Q & A Library
An Allergy Impasse?
I have severe allergies and have tried just about everything (mainstream and alternative), and nothing works. My allergist has recommended oral steroids, which I don’t want to take. He also suggested allergy shots. Are they worthwhile? I’ve tried quercetin, stinging nettle and NasalCrom, all of which no longer help me.
Answer (Published 3/15/2007)
Allergies are due to "misplaced immunity," a defensive reaction against something that really is not a threat to health. Allergic responses are also learned responses that can be unlearned. The goal of treatment should be to convince the immune system that it can coexist peacefully with the substances that currently irritate it.
I haven't found allergy shots to be worth the trouble, cost and risk they entail.

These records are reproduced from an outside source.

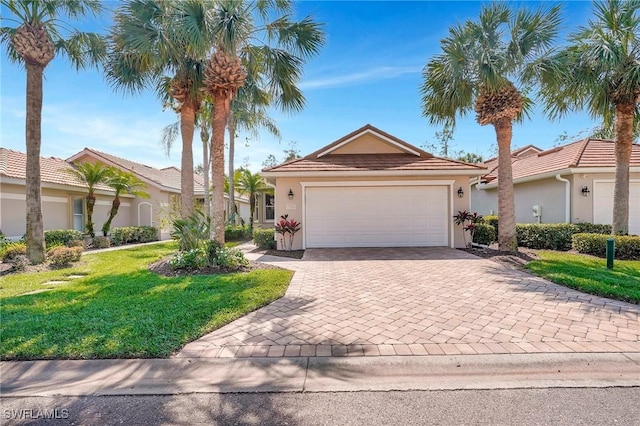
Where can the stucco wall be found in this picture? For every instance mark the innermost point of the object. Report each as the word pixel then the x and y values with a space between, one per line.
pixel 295 209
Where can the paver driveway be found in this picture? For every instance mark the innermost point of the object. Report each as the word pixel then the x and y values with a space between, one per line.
pixel 420 301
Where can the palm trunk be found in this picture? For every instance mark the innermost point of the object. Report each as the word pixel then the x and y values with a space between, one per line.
pixel 115 205
pixel 91 202
pixel 35 224
pixel 231 211
pixel 187 126
pixel 206 160
pixel 252 209
pixel 220 111
pixel 507 239
pixel 624 141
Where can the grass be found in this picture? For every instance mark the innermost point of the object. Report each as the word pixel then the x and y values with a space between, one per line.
pixel 590 274
pixel 119 309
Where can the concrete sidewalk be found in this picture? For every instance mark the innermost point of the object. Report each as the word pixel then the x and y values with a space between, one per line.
pixel 317 374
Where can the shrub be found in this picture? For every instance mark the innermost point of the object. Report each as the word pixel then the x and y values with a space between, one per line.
pixel 484 233
pixel 236 233
pixel 549 236
pixel 133 234
pixel 230 258
pixel 591 228
pixel 101 242
pixel 11 251
pixel 62 256
pixel 62 237
pixel 189 259
pixel 492 220
pixel 626 247
pixel 265 238
pixel 191 232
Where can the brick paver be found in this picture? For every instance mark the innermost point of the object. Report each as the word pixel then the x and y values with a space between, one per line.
pixel 420 301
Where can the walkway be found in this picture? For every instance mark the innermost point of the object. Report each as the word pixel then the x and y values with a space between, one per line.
pixel 420 301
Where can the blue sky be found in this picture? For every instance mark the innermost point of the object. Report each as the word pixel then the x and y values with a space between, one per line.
pixel 368 72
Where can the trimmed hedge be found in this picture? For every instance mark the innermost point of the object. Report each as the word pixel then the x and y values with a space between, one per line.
pixel 593 228
pixel 133 235
pixel 626 247
pixel 61 237
pixel 265 238
pixel 548 236
pixel 236 233
pixel 483 233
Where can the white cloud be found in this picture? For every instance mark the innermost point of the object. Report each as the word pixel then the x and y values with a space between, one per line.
pixel 373 74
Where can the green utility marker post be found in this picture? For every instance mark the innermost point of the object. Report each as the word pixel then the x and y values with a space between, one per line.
pixel 611 246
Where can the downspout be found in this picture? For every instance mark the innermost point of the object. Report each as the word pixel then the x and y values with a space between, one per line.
pixel 567 201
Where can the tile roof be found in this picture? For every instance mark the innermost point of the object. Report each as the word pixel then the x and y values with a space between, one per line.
pixel 584 153
pixel 52 169
pixel 423 161
pixel 168 177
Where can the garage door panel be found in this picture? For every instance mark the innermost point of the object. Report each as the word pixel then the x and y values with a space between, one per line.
pixel 376 216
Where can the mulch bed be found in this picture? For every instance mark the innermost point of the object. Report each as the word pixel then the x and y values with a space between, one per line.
pixel 293 254
pixel 162 267
pixel 513 260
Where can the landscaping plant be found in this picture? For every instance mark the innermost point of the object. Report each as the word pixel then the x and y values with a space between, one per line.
pixel 287 228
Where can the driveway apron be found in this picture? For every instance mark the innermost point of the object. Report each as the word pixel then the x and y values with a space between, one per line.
pixel 420 301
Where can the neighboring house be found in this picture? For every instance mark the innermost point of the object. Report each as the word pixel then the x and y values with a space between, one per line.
pixel 63 196
pixel 371 189
pixel 570 183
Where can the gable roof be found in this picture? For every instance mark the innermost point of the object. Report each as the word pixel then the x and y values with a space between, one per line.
pixel 586 153
pixel 167 178
pixel 407 159
pixel 13 164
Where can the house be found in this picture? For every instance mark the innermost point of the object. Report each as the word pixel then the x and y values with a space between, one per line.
pixel 570 183
pixel 371 189
pixel 63 196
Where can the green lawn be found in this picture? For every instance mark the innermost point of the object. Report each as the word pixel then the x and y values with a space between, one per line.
pixel 590 274
pixel 119 309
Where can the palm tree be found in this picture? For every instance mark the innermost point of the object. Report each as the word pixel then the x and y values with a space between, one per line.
pixel 248 112
pixel 91 174
pixel 163 44
pixel 251 184
pixel 40 34
pixel 270 53
pixel 123 183
pixel 600 71
pixel 479 63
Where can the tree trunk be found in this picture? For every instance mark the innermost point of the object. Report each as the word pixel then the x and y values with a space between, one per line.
pixel 206 161
pixel 252 209
pixel 35 224
pixel 115 205
pixel 507 239
pixel 624 141
pixel 91 202
pixel 231 211
pixel 220 111
pixel 187 126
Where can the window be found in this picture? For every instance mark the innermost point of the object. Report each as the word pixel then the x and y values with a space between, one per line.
pixel 269 208
pixel 78 214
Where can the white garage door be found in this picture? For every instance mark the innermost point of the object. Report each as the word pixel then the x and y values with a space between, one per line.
pixel 603 204
pixel 376 216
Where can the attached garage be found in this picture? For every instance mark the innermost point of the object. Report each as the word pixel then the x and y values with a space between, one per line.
pixel 603 204
pixel 377 215
pixel 371 189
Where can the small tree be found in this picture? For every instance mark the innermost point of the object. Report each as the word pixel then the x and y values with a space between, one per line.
pixel 91 174
pixel 123 183
pixel 287 227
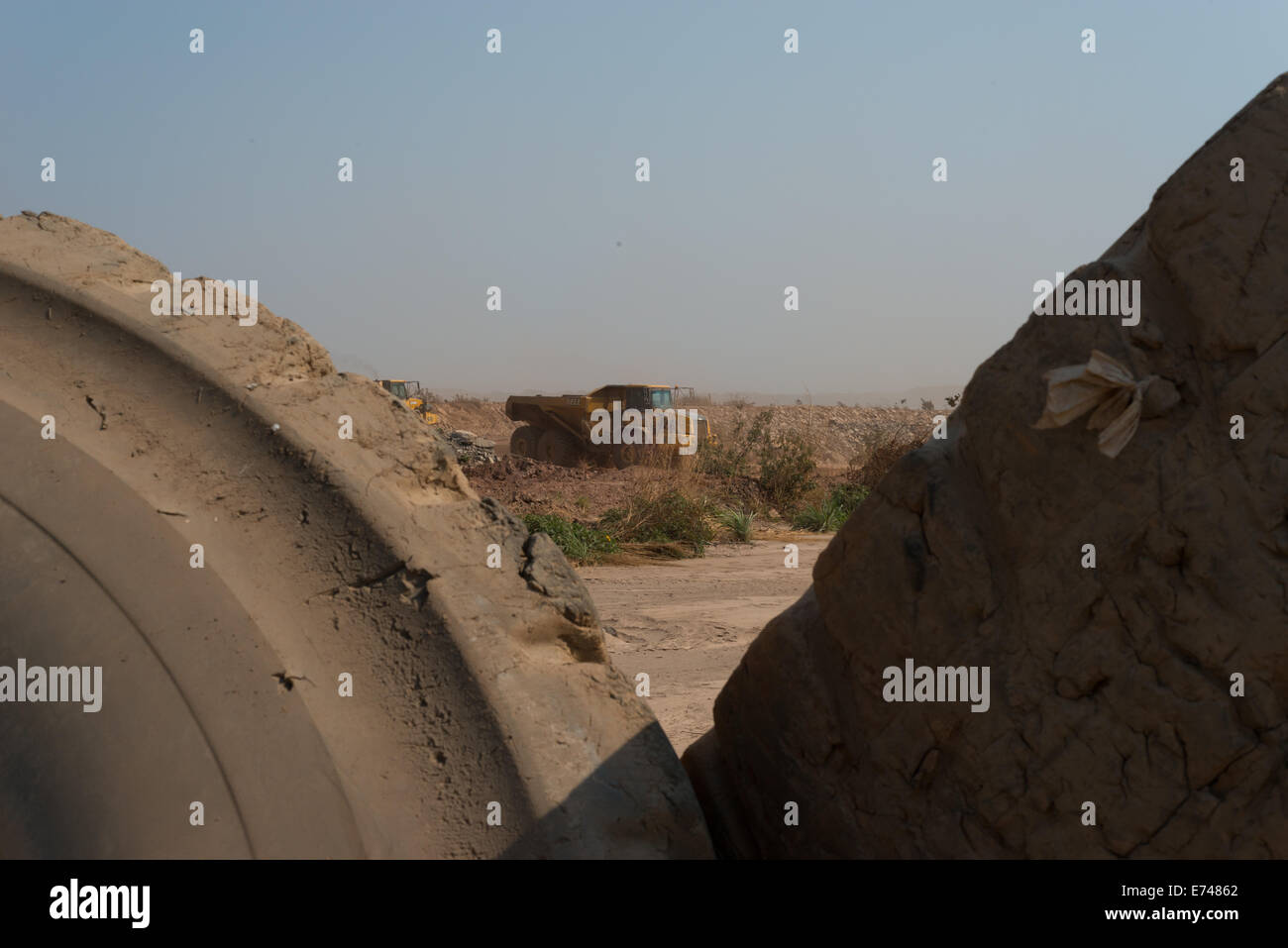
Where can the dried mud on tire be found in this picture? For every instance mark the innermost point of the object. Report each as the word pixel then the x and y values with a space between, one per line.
pixel 322 557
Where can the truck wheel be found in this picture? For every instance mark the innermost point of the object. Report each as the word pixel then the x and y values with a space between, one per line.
pixel 558 447
pixel 523 442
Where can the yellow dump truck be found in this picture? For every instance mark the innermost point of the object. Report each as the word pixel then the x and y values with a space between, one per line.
pixel 613 425
pixel 411 394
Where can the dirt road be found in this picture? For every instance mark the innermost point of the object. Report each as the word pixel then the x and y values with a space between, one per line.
pixel 687 623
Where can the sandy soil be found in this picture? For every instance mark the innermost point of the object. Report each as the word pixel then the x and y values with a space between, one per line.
pixel 688 622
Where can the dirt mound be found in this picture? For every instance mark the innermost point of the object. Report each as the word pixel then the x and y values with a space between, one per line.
pixel 481 715
pixel 1136 706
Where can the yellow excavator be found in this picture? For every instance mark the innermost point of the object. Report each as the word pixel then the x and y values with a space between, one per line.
pixel 410 393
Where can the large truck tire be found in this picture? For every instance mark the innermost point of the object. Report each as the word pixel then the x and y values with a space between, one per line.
pixel 304 651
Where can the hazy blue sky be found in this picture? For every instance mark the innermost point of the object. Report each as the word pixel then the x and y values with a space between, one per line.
pixel 519 170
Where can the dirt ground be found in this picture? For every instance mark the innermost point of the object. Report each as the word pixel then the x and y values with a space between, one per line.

The percentage of patients who experience satisfactory relief is disappointingly low. (I do recommend the shots for desensitization to life-threatening allergic responses – to bee venom, for example.) I also discourage use of oral steroids. They are too toxic to be used long term to manage minor ailments (however annoying those ailments may be).
Instead, you could try two dietary approaches to help relieve your allergy symptoms. The first is the elimination of dairy products. Milk protein, or casein, increases mucus production in most people and acts as an immune system irritant when allergies are present. Even if skin tests don't show a true allergy to milk, removing it from the diet often leads to improvement in such allergic conditions as asthma and eczema. (Don't just switch to nonfat milk products, which have the same amount of milk protein as full fat varieties. Nondairy cheese substitutes made from soybeans and almonds may still contain casein. Read product labels carefully to be sure that they do not contain casein.) However, you can substitute sheep and goat's milk for cow's milk. Both have a different protein composition and don't cause the sinus, allergy, and immune-system problems associated with cow's milk.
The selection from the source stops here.